И тут Тсуни разозлился и с такой силой отпихнул настырного домогателя, что тот аж отлетел к стене и чуть не опрокинул маленький столик, на котором стояли поднос с фруктами и курительными принадлежностями. Плод граната, что рубиновой короной венчал фруктовую горку, тут же спрыгнул на пол, и глухой звук его падения показался громким, как удар молота. Оба на мгновение замерли. Тсуни, первым переведя дух, сердито зашипел на несносного любовника и стал быстро приводить свою одежду в порядок.
– Совсем сдурел? Разбудить его хочешь?
– Ты не ответил мне! Что я должен думать на самом деле?
– Да думай что хочешь, нахал бессовестный! Да ещё и глупый в добавок! Если он проснётся, то немедленно застукает нас обоих, и тогда – копай нам могилы, удод! Я с ним сплю и самому себе говорю, что мне это до смерти нравится, ясно? Да и то сказать: что – что, а отыметь он может так, словно это единственное, чего ты действительно хочешь! Вот и думай: легко ли мне притворяться?
– А если он такой изысканный любовник, то зачем я тебе?
– Сам додумайся!
И Хагай, удовлетворённый этой игрой, снова подошёл к партнёру и, схватив его за золотистую прядь волос, быстро притянул его к себе, не замечая гримасу боли и злость в круглых карих глазах. Он снова заставил юношу принять поцелуй, а потом отпустил его волосы и тихонько зашипел ему прямо в ухо:
– Да потому что ты ненавидишь его, малыш! Потому что он противен тебе, даже если кайф от секса с ним действительно сносит тебе башню, правда? Но ведь этого мало! Он – не человек, а порождение ада, и может затянуть туда любого; или прямо здесь в любой момент может изуродовать, сломать, уничтожить! А я – человек, и потому ты хочешь меня, правда?

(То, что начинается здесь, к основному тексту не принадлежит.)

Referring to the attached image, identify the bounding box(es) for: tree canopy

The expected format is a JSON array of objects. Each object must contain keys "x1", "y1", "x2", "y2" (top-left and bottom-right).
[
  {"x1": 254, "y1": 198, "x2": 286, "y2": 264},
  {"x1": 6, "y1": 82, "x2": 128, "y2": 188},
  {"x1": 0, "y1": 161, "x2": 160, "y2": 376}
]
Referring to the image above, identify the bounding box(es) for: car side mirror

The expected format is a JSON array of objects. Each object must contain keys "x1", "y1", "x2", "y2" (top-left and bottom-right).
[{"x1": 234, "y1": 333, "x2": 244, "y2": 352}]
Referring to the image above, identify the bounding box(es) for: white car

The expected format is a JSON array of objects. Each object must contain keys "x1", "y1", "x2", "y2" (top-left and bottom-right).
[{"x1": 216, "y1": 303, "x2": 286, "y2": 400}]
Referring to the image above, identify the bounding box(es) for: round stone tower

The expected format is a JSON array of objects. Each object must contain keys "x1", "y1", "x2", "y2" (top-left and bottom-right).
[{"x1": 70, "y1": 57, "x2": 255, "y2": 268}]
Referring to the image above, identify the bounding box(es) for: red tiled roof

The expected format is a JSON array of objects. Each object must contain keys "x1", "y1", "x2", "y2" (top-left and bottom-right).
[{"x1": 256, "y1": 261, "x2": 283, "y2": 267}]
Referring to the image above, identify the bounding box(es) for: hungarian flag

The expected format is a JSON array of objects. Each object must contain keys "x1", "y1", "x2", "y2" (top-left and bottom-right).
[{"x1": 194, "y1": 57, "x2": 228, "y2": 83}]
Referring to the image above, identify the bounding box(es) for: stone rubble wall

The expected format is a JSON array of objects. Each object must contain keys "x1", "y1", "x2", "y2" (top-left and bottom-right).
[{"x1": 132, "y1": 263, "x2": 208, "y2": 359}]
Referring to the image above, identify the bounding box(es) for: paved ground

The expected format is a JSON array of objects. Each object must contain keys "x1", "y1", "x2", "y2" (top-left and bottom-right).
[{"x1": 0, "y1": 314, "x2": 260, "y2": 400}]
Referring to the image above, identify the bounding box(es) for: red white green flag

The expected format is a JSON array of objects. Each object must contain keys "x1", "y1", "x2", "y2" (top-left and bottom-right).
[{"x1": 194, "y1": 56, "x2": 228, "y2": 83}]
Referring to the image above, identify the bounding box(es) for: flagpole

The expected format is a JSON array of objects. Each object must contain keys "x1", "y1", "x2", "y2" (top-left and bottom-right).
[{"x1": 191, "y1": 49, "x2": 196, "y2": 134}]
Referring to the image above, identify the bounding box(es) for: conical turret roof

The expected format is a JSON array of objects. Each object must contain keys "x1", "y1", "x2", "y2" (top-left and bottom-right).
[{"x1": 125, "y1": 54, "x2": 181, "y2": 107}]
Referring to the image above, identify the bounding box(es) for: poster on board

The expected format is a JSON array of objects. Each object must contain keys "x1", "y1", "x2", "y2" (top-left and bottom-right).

Юноша вместо ответа ткнулся губами ему в шею и горько вздохнул:
– Всё верно. Сейчас он проснётся, и мне придётся ублажать его, хочу я того, или нет. Я ужасно устал от него и его закидонов! Знал бы ты, как это противно! И ничего не поделаешь. Я – он указал на тонкий золотой ошейник с клеймом в виде розы – его вещь, и выбирать мне не приходится. Так что ты лучше иди сейчас, ладно? Мы тут уже шумели – шумели; наверно вся Цитадель слышала эту возню. Проснётся – никто нам тогда не поможет.